CARILE - [...] Allora io credo che non sia una generalizzazione astorica ricordare che proprio attraverso questo processo di espansione, anche demografica, che è stato la Crociata, questo sfogo trovato al bellicismo delle strutture feudali francesi nel momento in cui la monarchia nazionale attenta alle strutture feudali, e quindi fa perdere status sociale ai signori feudali, questo allontanare una controparte del conflitto sociale e dirottarla verso Oriente ha sortito due effetti: di assicurare all'Occidente una sorta di pace sociale mediante l'allontanamento di questo surplus demografico che sarebbe stato fonte di contrasto. L'altro, di permettere a questi sognatori della Crociata - fossero gli aristocratici francesi, fossero gli straccioni che fuggivano dalle campagne, o i borghesi in cerca di annoblissement - di sperimentare Stati e società utopistiche. La Crociata, la colonizzazione, dovevano mettere capo a una specie di utopia sociale, al consolidamento di un sistema sociale che in Occidente era in pieno superamento, grazie alle monarchie nazionali e al mondo cittadino. [...].

STORIA - Così nel mondo occidentale la Crociata si afferma come categoria ideologica e permane all'interno dello stesso mondo laico, diventando strumento discriminante di lotta politica [...]. Ma poiché fu contro l'Islam che principalmente operò questa categoria ideologica, come fu e come è ancora visto questo fenomeno dagli altri, dagli «infelici»? [...].
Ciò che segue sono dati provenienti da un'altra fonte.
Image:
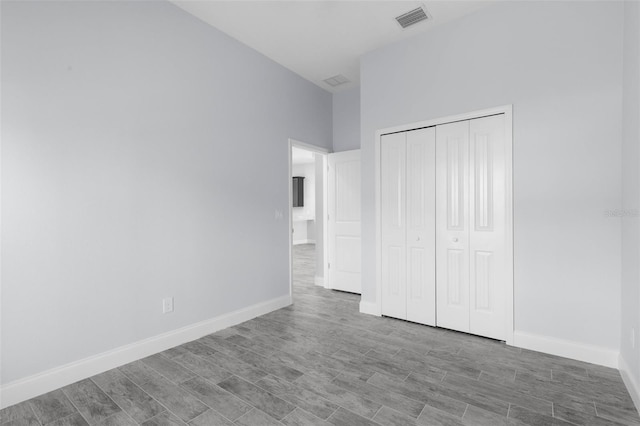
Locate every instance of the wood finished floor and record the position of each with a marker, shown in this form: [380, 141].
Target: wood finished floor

PORZIO - L'incomprensione per l'attuale reviviscenza islamica credo derivi anche da una mancata riflessione su questi temi: l'atteggiamento dei musulmani nei confronti delle Crociate e, più in generale, l'atteggiamento psicologico dell'Islam nei confronti del Cristianesimo. Una posizione che è difficile sintetizzare, se pensiamo alle profonde differenze culturali e politiche che dividevano, a esempio, Cordova e Bagdad. Comunque i musulmani - nonostante le tesi del Pirenne - non intesero mai interrompere i rapporti commerciali con il mondo cristiano. L'Islam nacque in una città di mercanti, la Mecca, e Maometto stesso, in età giovanile, condusse una carovana commerciale sulle piste dell'Hijaz per conto della sua futura consorte, Khadigia: memore di questa tradizione, l'Islam - trascorsa la prima fase espansionistica - si affrettò a riprendere i contatti con l'Europa. [...] Questo perché Islam e mondo cristiano, abusando di un concetto non nuovo, sono condannati a convivere e a cooperare, stante la loro contiguità territoriale e, soprattutto, le loro comuni radici storico-culturali. L'incomprensione a cui accennavo, quindi, è tanto più negativa in quanto divide l'Europa dal suo «partner» ideale: il mondo arabo. In un'area fisiologicamente orientata verso il commercio e gli scambi come il bacino del Mediterraneo, il solco scavato dalle Crociate si è rivelato gravido di conseguenze psicologiche. Se è vero che, alla fine, sono sempre gli interessi economici a prevalere sugli altri (e la storia delle relazioni commerciali dell'Algeria o della Libia con gli Stati Uniti lo dimostra ampiamente), l'elemento psicologico ha avuto e continua ad avere un'influenza non irrilevante. Lo vediamo in Iran, dove l'aspetto psicologico e culturale ha assunto un peso determinante. L'incontro tra la civiltà islamica e la civiltà occidentale è indispensabile, prima che auspicabile: ma la distanza che ancora le separa esige, soprattutto da parte occidentale, un impegno sincero e costante per valicare i limiti della reciproca incomprensione.